Patients are asked to describe those things that increase and decrease pain, specifically with emphasis on areas such as intercourse and bowel movement. Generally speaking, a patient who complains of pain with deep intercourse (deep dyspareunia) will frequently be found to have nodules and areas of tenderness in the uterosacral ligaments, rectovaginal septum, or the posterior cul-de-sac consistent with endometriosis.

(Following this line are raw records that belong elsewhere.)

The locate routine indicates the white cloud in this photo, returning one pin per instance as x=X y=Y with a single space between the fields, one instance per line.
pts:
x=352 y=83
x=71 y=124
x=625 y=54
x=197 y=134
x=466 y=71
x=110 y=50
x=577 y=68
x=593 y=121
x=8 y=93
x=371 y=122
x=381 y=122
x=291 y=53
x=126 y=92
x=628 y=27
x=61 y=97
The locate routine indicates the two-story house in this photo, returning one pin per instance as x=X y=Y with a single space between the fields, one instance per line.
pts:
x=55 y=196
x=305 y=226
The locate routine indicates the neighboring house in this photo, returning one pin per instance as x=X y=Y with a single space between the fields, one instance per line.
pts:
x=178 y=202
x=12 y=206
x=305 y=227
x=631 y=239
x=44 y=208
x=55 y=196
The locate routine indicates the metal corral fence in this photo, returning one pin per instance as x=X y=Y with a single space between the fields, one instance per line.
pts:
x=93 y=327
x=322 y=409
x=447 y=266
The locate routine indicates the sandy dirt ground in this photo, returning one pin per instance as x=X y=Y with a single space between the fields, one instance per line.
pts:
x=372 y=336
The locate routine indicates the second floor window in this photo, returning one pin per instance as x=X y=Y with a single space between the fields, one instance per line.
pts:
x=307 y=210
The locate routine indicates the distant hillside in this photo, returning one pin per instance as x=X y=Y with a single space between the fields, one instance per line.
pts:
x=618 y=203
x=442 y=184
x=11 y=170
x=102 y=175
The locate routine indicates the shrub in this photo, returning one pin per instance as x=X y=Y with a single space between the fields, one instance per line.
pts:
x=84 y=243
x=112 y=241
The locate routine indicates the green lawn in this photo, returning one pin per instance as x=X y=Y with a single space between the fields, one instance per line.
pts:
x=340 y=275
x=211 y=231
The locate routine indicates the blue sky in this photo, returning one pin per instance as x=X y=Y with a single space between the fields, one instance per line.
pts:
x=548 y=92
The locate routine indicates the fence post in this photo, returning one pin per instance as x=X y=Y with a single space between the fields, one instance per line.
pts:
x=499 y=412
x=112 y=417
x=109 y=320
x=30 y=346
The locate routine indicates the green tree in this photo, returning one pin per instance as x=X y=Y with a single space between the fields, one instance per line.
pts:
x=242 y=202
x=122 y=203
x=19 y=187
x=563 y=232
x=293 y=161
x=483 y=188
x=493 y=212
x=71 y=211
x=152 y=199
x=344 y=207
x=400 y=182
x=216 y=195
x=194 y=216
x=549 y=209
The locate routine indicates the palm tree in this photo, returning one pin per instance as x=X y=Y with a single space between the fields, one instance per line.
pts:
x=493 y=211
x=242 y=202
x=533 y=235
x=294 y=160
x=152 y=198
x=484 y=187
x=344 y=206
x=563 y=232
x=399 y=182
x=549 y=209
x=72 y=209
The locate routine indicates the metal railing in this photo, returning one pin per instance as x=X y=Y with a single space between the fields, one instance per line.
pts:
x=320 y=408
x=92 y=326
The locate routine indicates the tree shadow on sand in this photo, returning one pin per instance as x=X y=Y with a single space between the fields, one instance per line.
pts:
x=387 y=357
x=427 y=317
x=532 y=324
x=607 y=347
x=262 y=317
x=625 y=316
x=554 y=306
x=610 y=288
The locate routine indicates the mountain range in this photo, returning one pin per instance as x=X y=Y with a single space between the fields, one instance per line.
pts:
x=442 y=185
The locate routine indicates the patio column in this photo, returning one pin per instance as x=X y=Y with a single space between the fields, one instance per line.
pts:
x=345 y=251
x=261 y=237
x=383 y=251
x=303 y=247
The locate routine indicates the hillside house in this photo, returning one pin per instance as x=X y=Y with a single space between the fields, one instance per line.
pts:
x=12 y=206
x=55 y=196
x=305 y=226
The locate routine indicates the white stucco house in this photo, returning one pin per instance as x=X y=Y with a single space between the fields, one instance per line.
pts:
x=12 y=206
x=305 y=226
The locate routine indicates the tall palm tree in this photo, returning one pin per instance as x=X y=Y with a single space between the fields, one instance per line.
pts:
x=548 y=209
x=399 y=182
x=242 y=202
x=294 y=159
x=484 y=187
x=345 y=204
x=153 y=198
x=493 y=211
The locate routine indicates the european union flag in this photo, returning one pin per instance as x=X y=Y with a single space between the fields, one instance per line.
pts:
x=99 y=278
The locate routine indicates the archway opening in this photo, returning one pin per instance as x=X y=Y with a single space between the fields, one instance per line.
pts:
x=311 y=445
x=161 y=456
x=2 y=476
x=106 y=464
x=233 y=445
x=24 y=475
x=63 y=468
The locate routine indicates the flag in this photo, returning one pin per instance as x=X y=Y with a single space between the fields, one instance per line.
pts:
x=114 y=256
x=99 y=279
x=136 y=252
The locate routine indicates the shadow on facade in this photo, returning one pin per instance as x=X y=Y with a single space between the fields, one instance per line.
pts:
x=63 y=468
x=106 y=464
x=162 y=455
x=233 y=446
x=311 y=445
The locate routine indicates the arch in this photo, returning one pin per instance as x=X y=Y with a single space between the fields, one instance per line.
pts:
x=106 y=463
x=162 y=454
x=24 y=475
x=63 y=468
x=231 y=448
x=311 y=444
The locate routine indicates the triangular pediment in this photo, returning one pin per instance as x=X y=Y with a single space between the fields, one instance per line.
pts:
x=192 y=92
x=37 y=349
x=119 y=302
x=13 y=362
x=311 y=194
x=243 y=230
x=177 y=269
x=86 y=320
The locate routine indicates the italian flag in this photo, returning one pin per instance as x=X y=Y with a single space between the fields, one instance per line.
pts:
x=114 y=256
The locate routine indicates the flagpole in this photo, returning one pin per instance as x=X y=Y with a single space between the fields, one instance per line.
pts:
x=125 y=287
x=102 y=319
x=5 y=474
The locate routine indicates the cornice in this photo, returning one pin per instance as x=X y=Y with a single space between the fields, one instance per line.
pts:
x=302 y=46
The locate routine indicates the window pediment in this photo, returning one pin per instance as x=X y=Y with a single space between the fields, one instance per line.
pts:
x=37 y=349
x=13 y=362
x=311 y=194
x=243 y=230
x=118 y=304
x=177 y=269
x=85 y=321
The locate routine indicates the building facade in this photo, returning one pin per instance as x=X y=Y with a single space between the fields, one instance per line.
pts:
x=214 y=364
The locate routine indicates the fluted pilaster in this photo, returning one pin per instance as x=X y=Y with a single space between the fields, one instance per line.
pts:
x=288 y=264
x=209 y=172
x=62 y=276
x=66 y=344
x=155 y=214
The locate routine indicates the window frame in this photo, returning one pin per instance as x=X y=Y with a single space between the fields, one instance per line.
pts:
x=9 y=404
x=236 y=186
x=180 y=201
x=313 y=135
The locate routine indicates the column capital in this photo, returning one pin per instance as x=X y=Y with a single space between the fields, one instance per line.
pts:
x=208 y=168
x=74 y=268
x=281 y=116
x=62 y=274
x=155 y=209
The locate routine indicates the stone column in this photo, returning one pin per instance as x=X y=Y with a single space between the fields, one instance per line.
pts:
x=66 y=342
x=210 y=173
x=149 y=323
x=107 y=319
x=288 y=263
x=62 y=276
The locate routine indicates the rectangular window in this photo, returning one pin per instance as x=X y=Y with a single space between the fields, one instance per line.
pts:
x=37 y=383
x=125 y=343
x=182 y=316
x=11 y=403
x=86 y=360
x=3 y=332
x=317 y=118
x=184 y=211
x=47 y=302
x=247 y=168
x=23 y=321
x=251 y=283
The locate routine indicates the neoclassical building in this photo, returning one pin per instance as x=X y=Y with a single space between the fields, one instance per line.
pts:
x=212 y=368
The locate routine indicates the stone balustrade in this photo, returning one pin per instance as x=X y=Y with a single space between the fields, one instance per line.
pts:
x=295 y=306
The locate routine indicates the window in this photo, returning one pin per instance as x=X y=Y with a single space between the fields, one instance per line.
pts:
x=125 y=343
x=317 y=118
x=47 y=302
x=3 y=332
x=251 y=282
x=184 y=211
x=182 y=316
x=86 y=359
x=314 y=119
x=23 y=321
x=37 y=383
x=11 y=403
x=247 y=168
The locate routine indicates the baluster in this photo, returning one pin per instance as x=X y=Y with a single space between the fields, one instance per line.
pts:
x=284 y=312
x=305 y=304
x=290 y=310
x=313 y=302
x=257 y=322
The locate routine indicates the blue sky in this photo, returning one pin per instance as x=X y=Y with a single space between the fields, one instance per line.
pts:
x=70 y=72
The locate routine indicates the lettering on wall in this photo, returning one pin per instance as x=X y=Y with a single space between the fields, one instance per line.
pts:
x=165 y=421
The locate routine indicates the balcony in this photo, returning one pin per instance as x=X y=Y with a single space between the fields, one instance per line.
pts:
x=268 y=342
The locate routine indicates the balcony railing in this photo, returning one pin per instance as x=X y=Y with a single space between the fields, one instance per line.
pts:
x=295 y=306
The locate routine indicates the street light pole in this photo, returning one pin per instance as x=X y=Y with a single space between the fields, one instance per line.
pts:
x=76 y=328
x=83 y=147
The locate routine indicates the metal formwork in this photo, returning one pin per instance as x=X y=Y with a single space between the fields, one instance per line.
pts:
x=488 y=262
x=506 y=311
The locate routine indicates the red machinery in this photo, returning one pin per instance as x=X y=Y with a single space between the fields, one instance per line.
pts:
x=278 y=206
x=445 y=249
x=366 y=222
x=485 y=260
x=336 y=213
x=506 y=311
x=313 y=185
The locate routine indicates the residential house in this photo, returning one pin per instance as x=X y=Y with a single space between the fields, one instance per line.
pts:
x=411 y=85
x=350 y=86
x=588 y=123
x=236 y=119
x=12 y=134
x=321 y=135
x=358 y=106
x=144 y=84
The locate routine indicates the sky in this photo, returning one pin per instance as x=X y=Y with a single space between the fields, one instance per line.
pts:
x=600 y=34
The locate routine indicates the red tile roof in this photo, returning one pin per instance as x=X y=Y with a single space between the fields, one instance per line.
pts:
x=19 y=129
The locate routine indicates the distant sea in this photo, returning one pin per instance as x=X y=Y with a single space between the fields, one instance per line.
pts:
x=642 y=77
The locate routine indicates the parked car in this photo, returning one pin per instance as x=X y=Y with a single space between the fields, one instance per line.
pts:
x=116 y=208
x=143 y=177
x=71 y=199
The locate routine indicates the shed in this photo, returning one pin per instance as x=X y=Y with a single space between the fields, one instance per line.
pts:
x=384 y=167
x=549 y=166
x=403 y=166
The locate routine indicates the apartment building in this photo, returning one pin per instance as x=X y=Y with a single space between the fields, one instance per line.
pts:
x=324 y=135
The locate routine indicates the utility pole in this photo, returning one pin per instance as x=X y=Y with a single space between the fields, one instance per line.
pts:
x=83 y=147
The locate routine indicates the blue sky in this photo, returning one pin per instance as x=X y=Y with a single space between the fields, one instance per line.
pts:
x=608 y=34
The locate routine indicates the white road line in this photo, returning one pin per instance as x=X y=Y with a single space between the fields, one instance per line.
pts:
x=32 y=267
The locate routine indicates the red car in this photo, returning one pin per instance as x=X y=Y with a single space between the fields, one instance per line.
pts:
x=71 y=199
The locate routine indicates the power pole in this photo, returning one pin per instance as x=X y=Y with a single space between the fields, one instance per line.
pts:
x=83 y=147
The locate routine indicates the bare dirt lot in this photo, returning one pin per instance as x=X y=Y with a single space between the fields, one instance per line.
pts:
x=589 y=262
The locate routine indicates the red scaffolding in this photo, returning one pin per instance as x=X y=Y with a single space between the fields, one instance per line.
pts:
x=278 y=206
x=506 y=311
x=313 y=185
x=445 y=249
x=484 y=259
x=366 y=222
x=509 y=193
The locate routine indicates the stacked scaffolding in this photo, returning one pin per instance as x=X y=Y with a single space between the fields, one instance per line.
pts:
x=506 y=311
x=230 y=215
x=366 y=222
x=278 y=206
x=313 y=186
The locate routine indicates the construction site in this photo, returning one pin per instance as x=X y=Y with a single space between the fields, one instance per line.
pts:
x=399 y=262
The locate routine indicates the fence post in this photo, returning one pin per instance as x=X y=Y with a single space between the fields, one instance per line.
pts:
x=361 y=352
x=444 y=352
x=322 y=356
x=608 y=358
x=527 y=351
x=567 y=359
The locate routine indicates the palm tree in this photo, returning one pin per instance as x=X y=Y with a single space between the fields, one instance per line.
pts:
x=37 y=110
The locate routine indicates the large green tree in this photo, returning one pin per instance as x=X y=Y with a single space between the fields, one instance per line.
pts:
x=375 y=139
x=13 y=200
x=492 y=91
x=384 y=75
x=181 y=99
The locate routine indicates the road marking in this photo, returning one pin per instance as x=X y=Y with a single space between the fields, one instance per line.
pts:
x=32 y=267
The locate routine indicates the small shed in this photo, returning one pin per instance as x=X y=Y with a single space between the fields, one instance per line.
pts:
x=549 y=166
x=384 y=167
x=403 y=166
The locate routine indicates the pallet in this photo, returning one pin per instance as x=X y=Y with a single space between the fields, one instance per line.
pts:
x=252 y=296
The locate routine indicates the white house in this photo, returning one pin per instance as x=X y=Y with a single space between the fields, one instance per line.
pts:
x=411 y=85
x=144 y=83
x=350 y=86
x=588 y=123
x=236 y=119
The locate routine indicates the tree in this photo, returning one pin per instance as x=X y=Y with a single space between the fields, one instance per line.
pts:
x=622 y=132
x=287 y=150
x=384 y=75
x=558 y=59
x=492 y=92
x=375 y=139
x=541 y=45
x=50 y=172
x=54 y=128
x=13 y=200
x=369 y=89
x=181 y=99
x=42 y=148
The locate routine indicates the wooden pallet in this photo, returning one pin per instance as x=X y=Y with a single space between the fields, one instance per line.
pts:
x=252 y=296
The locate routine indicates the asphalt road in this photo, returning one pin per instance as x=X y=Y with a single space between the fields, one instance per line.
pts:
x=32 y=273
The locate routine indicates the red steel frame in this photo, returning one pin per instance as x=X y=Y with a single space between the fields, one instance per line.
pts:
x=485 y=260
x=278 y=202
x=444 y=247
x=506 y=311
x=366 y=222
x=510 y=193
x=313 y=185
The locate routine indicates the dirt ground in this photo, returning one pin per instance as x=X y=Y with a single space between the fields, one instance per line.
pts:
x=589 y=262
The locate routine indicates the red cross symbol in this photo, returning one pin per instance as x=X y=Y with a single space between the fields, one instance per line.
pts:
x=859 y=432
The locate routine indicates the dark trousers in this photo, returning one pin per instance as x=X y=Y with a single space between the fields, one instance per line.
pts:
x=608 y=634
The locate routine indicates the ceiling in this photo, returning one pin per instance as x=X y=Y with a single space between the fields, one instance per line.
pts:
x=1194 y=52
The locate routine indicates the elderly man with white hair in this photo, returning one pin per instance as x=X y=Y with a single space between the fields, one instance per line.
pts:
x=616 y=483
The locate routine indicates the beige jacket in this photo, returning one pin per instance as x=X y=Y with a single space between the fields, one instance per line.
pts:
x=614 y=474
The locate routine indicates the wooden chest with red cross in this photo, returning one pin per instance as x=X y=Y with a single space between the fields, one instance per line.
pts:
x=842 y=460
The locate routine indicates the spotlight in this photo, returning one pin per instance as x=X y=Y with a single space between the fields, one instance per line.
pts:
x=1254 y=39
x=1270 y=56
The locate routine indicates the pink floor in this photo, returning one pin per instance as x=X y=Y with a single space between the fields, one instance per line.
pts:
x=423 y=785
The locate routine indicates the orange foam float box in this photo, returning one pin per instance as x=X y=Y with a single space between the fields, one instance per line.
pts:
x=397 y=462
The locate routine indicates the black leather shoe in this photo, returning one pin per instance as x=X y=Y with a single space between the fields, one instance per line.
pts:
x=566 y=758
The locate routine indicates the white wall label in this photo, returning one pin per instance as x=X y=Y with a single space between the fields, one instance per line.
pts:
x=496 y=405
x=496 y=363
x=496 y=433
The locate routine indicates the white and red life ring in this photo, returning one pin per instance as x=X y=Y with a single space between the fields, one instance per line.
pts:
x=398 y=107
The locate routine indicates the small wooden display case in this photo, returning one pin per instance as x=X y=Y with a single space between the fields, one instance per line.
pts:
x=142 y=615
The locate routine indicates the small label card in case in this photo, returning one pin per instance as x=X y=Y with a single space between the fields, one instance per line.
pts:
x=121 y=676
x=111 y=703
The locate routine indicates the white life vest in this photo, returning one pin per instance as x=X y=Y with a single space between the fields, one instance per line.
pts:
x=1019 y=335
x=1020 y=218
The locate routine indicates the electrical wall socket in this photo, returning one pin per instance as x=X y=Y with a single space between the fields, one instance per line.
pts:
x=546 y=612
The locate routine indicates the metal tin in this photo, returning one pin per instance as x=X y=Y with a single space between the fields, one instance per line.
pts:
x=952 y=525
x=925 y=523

A careful evaluation of prior treatment and medical work-ups is performed, and all medical records are reviewed. The use of medications is discussed and recorded, as well as other symptoms besides pain.

Pain Mapping

The fourth form is for pain mapping (Figure 4). This body grid is very useful for patients to describe the areas of their pain. The patient is asked to mark on the grid, on a 0 to 10 scale, the location of her pain.

Figure 4.

Figure 4.

Pain Mapping.

Case Study 3

This patient requested a second opinion regarding a recommendation that she have a hysterectomy for her low back pain. She described an increasingly intense pain in her lower back that was severely exacerbated at the time of her period. When asked to identify the location of her pain, this patient placed a pen in the mid-portion of her back and then drew a line down the right side through the buttock and along the back of the right leg. Evaluating this patient then required that she stand up and turn around so that her back could be examined. She bent forward, and the outline of the back was visualized. This patient had a well-compensated, 40° scoliotic curvature of her spine, and measurement revealed that her right leg was 0.5 cm shorter than her left leg. It was possible to resolve this patient's problem with her pain by giving her an orthotic lift to equalize her leg length. Physical therapy was also provided. She may require back surgery if her scoliosis further decompen-sates. Hysterectomy was not appropriate therapy for this patient.

The use of these forms allows the physician to efficiently determine the source of pain. They aid the physician in the search for a proper diagnosis for which proper treatment can then be prescribed.

Related History Form

The fifth form, which should be used for evaluation of the patient with pain, relates to psychological history. It is called the Related History Form (Figure 5) and requests information on experiences with other medical personnel or family and friends, that is, what others have told her. It also asks how she is coping with her pain, whether she has a history of depression and whether she is experiencing recurrent episodes of depression. The patient is then asked to underline the appropriate words that describe her feelings such as mood disturbances, feelings of hopelessness, low energy, sleep disturbance, loss of pleasure and activities, feelings of worthlessness, loss of appetite and thoughts or plans of suicide.

Figure 5.

Figure 5.

Related History.

The patient also is requested to recount any episodes of sexual abuse, at what ages and by whom, and whether anyone has touched or in any way made her feel uncomfortable in a sexual manner, at what ages this occurred, and by whom. Also, the patient is asked if anyone has ever asked her to touch them when she did not want to, at what age(s) and by whom.

CONCLUSION

Through the use of a very carefully constructed history for the patient with chronic pelvic pain, more accurate diagnosis can be obtained. When this rigorous approach to the history is used, surgical intervention can be more focused and directed, and surgery can be avoided in those patients for whom it is not suitable. When combined with a comprehensive and detailed physical examination specifically designed for the patient with chronic pelvic pain, with the use of these forms, the author has been able to arrive at a diagnosis that responds to medical or conservative therapy in fully 58% of cases. The remaining 42% of cases do require surgical intervention. However, by the use of a comprehensive and detailed history and physical examination, the surgical intervention can be focused and appropriately applied.